The high watermark. The last of the pure superbikes. Unexpurgated. The pinnacle. All downhill from here…
K5: Seldom has a consonant and number pairing had such significance in the motorcycle world as the one affixed to Suzuki’s 2005-06 GSX-R1000.
Those outside Hamamatsu’s inner circle didn’t know it at the time, but after the two-year sales lifespan of the K5/K6, subsequent models of Suzuki’s flagship superbike would be heavier and develop a worse power-to-weight ratio. In 2005, the year the K5 first hit showrooms, that concept was close to unbelievable—the Japanese would actually make a hypersport bike heavier than the previous model? No comprende. But that’s what they did in 2007.
Of course, as a road rider, I needed more power like I needed a second a-hole, but don’t add mass, you mongrels.
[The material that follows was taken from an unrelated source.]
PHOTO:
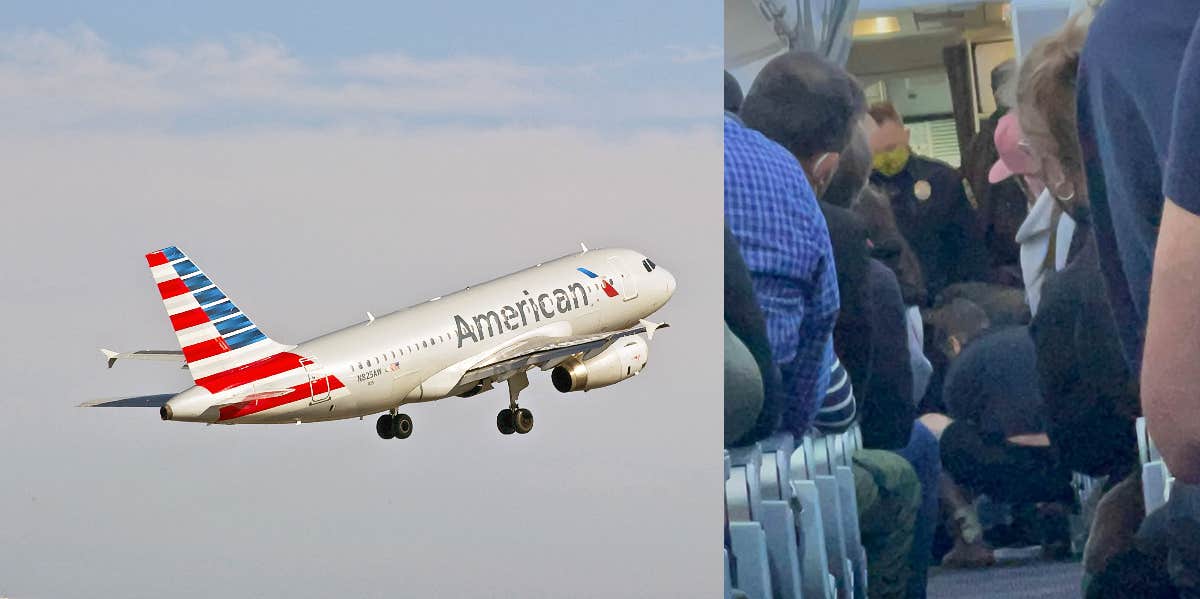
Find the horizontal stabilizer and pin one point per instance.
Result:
(141, 401)
(175, 355)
And neither did this iteration of GSX-R1000 have "rider aids" beyond fuel injection as sweet as maple syrup. Still, if you know the throttle goes both ways, it was and remains easier to ride than a 250 Ninja.
This no-compromise basis for racetrack glory was surprisingly comfortable, too. I rode 800 miles to the Sachsenring from the English midlands on one. Along an autobahn in the former East Germany, under a cornflower blue sky, it showed 187 mph on the clock, so a real 170-plus. I was tucked in behind GP rider James Ellison, who’d agreed to ride to the race he was competing in for the WCM team. All I have are good memories of the blue-and-white bike.
I've always had a soft spot for GSX-Rs. I've owned 1100s and a 600 and ridden 1000s a long way, but none had the avant garde styling of the K5. The early 1000s looked like what they were: reverse-engineered endurance racers. Nothing wrong with that. The first beam-frame SRADs were stylistically unmemorable, but the K5 moved the fully faired game on like no bike since (don't even try to put the Panigale in the same bracket as the K5). All subsequent big GSX-Rs have tried too hard. What is Japanese for "superfluous"?
The '05 GSX-R1000 managed to look fresh and modern without resorting to gimmicks. The single, low-level triangular silencer was the antithesis of silly underseat pipes that cause more packaging problems than they ever cure. The ray-gun tail, with its integrated indicators, was genius. Can you believe the 2012 CBR1000RR still has sticky-outy rear winkers like a Honda 250 Super Dream or something?
So, world’s coolest bike? One of them, without doubt. Just don’t buy a yellow one.